Identify anomalies separately from extreme values
For record-list exception analysis of quantitative data, use interaction support for anomaly identification in an information visualization system to improve insight and address the mistake of treating anomalies as maxima or minima for analysts.
- purpose:refine
- basis:empirical
- scope:record-list
- data:quantitative
- shape:outlier-rich
- quality:insight
- lever:interaction-access
- audience:analyst
advice
Add an anomaly operation
Provide a dedicated anomaly operation that flags exceptional cases against a relationship or distribution. For example, isolate outliers in a numeric attribute or exceptions to an expected two-attribute relation even when those cases are not the absolute highest or lowest values.
reason
Why anomalies need their own operation
Exceptional cases often drive follow-up analysis, but they are not the same as the largest or smallest cases. An anomaly is defined against an expectation, a relationship, or a distribution.
Mechanism: Separate anomaly support helps viewers find exceptions to what looks normal, instead of collapsing exception finding into simple ranking.
Evidence: Find Anomalies is defined as identifying unexpected or exceptional values with respect to a relationship or expectation, and the taxonomy explicitly distinguishes anomalies from extrema by noting that anomalies are not always extreme values (Amar et al., 2005).
context
Use when the question is about exceptions
- User Goal: Find outliers or exceptions to an expected pattern.
- Task: Identify anomalous cases within a selected set.
- Data: Quantitative attributes or quantitative relationships where exceptions can occur.
- Chart Setting: An information visualization system that already supports selecting a set of cases or specifying a relation of interest.
- Audience: Analysts using anomalies as a basis for further exploration.
- Success Criterion: The system surfaces exceptional cases without reducing the task to top/bottom ranking.
exceptions
Do not use anomaly detection for simple ranking
Break it when: The user needs the highest or lowest N cases by an attribute. Why: That is an extremum task, not an anomaly task.
costs
Tradeoffs of a separate anomaly operation
Sacrifice: The output prioritizes exceptional cases instead of a complete ranking.
Risk: Treating every large or small value as anomalous produces false exception hunts.
Mitigation: Define anomalies against a relationship or a distribution, not just against absolute size.
mistakes
Common failure modes
Mistake: Equating outlier detection with top/bottom ranking.
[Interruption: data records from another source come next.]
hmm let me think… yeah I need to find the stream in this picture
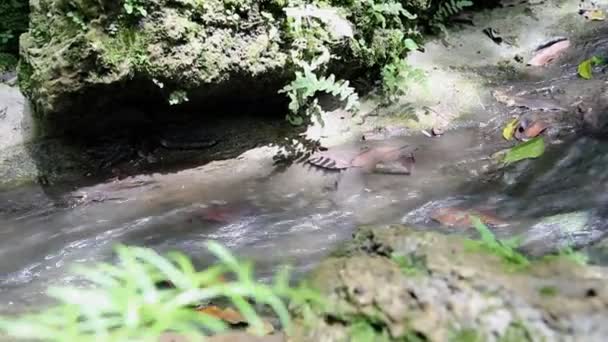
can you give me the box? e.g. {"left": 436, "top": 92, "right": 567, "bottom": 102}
{"left": 1, "top": 125, "right": 608, "bottom": 315}
{"left": 2, "top": 8, "right": 608, "bottom": 319}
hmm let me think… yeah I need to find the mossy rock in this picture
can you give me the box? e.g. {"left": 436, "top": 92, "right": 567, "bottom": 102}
{"left": 17, "top": 0, "right": 445, "bottom": 131}
{"left": 291, "top": 225, "right": 608, "bottom": 341}
{"left": 18, "top": 0, "right": 291, "bottom": 123}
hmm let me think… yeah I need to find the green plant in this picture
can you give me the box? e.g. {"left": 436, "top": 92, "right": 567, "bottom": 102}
{"left": 381, "top": 58, "right": 425, "bottom": 103}
{"left": 430, "top": 0, "right": 474, "bottom": 34}
{"left": 66, "top": 11, "right": 87, "bottom": 31}
{"left": 449, "top": 328, "right": 484, "bottom": 342}
{"left": 169, "top": 90, "right": 189, "bottom": 105}
{"left": 101, "top": 27, "right": 149, "bottom": 71}
{"left": 499, "top": 321, "right": 533, "bottom": 342}
{"left": 349, "top": 320, "right": 391, "bottom": 342}
{"left": 390, "top": 252, "right": 427, "bottom": 276}
{"left": 124, "top": 0, "right": 148, "bottom": 17}
{"left": 433, "top": 0, "right": 474, "bottom": 22}
{"left": 542, "top": 246, "right": 589, "bottom": 266}
{"left": 365, "top": 0, "right": 417, "bottom": 29}
{"left": 281, "top": 3, "right": 357, "bottom": 126}
{"left": 280, "top": 0, "right": 427, "bottom": 126}
{"left": 279, "top": 63, "right": 359, "bottom": 125}
{"left": 465, "top": 216, "right": 530, "bottom": 269}
{"left": 538, "top": 286, "right": 558, "bottom": 297}
{"left": 0, "top": 242, "right": 326, "bottom": 341}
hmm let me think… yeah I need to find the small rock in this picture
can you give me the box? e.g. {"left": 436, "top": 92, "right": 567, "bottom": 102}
{"left": 431, "top": 127, "right": 445, "bottom": 136}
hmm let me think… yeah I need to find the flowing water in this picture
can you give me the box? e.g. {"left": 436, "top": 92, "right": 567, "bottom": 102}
{"left": 3, "top": 19, "right": 608, "bottom": 318}
{"left": 2, "top": 125, "right": 608, "bottom": 315}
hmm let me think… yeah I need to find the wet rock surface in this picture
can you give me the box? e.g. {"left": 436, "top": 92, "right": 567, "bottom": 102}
{"left": 293, "top": 225, "right": 608, "bottom": 341}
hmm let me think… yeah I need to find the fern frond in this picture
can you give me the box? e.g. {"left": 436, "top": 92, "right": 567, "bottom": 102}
{"left": 433, "top": 0, "right": 474, "bottom": 22}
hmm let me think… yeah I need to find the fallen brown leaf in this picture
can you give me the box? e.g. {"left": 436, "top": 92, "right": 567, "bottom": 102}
{"left": 527, "top": 39, "right": 570, "bottom": 66}
{"left": 197, "top": 306, "right": 246, "bottom": 325}
{"left": 522, "top": 120, "right": 549, "bottom": 139}
{"left": 431, "top": 207, "right": 506, "bottom": 228}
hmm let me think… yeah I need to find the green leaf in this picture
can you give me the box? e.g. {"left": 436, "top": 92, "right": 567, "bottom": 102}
{"left": 578, "top": 59, "right": 593, "bottom": 79}
{"left": 503, "top": 137, "right": 545, "bottom": 165}
{"left": 578, "top": 56, "right": 607, "bottom": 79}
{"left": 286, "top": 114, "right": 304, "bottom": 126}
{"left": 403, "top": 38, "right": 418, "bottom": 51}
{"left": 470, "top": 216, "right": 500, "bottom": 249}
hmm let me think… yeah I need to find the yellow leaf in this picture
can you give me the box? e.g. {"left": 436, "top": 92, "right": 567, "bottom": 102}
{"left": 587, "top": 9, "right": 606, "bottom": 21}
{"left": 246, "top": 320, "right": 275, "bottom": 336}
{"left": 578, "top": 59, "right": 593, "bottom": 79}
{"left": 502, "top": 118, "right": 519, "bottom": 140}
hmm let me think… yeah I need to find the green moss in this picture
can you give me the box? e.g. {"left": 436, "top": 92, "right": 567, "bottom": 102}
{"left": 499, "top": 322, "right": 533, "bottom": 342}
{"left": 538, "top": 286, "right": 558, "bottom": 297}
{"left": 449, "top": 328, "right": 484, "bottom": 342}
{"left": 16, "top": 59, "right": 33, "bottom": 95}
{"left": 390, "top": 252, "right": 427, "bottom": 276}
{"left": 100, "top": 28, "right": 150, "bottom": 71}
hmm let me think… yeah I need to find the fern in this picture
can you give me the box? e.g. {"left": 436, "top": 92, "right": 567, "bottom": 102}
{"left": 430, "top": 0, "right": 474, "bottom": 36}
{"left": 433, "top": 0, "right": 474, "bottom": 22}
{"left": 366, "top": 0, "right": 417, "bottom": 28}
{"left": 280, "top": 63, "right": 359, "bottom": 126}
{"left": 381, "top": 58, "right": 425, "bottom": 103}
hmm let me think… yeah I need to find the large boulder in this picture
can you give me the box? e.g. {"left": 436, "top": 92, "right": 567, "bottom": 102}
{"left": 17, "top": 0, "right": 443, "bottom": 133}
{"left": 18, "top": 0, "right": 292, "bottom": 129}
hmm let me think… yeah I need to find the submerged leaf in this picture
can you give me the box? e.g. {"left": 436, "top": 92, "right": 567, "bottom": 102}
{"left": 503, "top": 137, "right": 545, "bottom": 164}
{"left": 502, "top": 118, "right": 519, "bottom": 140}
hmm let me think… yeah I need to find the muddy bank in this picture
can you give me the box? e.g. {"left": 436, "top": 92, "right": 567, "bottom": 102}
{"left": 292, "top": 225, "right": 608, "bottom": 341}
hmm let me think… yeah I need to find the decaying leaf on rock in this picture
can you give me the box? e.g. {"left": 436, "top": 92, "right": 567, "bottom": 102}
{"left": 527, "top": 38, "right": 570, "bottom": 66}
{"left": 513, "top": 119, "right": 549, "bottom": 141}
{"left": 431, "top": 207, "right": 507, "bottom": 229}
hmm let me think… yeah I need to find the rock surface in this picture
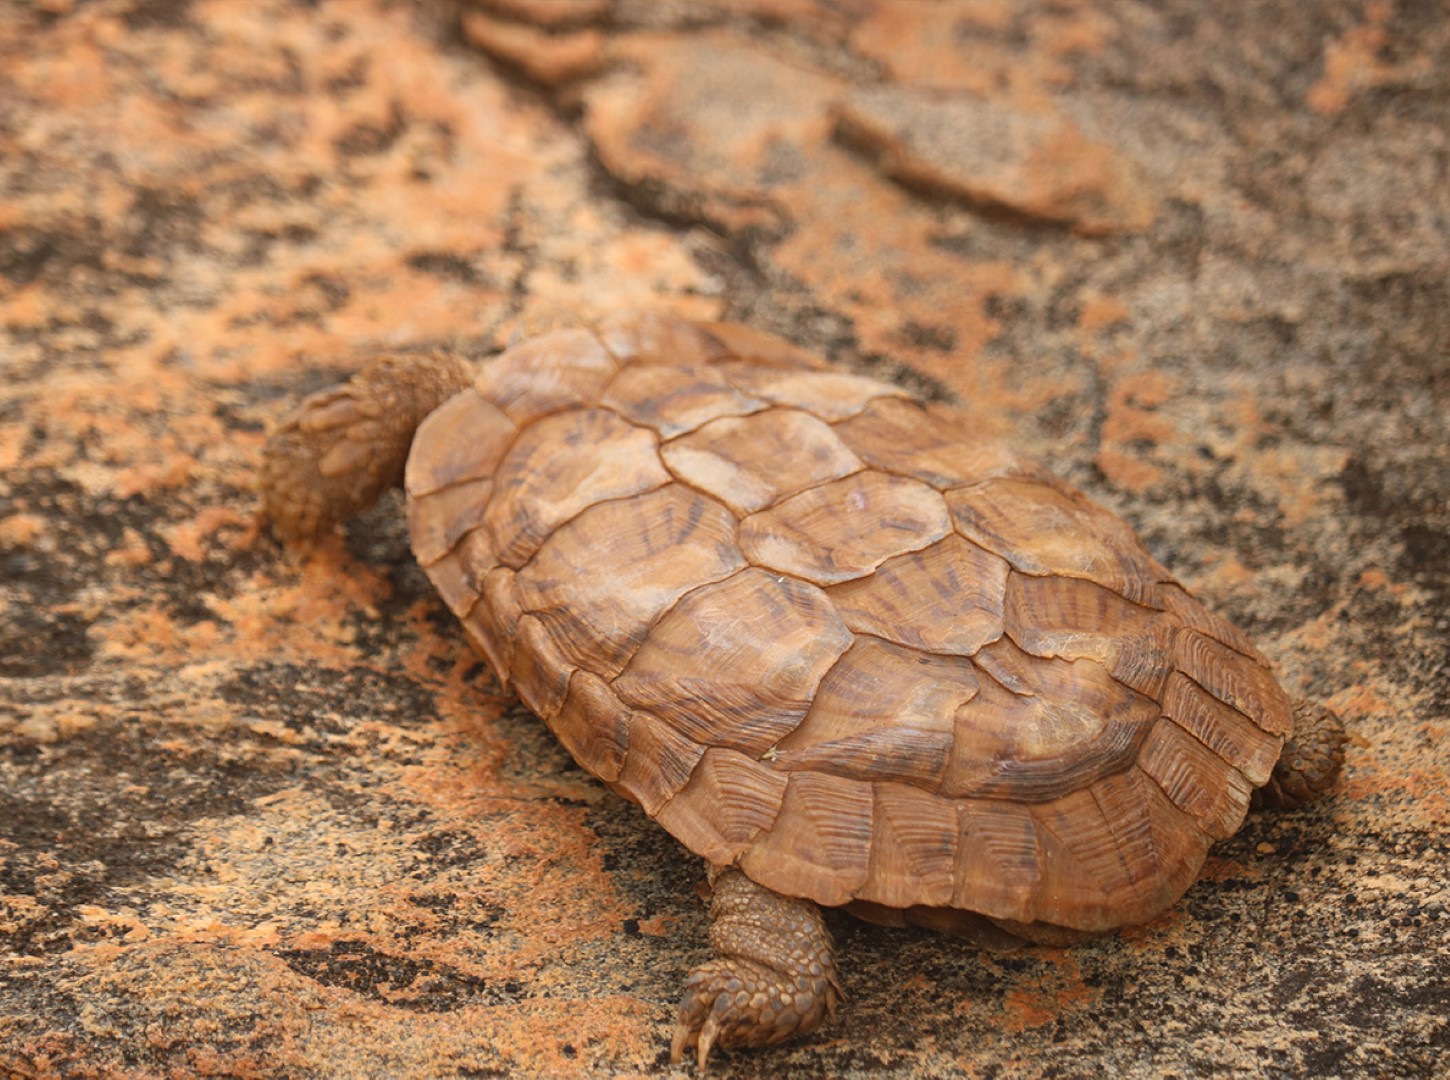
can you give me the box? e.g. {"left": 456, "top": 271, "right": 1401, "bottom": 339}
{"left": 1, "top": 0, "right": 1446, "bottom": 1076}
Why it fails: An anomalous case may be exceptional relative to a pattern without being the global maximum or minimum.
check
How to test anomaly support
Failure Sign: The only way to look for outliers is to sort ascending or descending.
Quick Check: Ask for outliers in one attribute and for exceptions to a two-attribute relation.
Stronger Test: Verify that the system can surface both kinds of anomalies without relying on global max/min lists.
fix
What to change
- Add anomaly detection against the current distribution of one attribute.
- Add anomaly detection against the current relationship between two attributes.
- Keep anomaly controls separate from top/bottom ranking controls.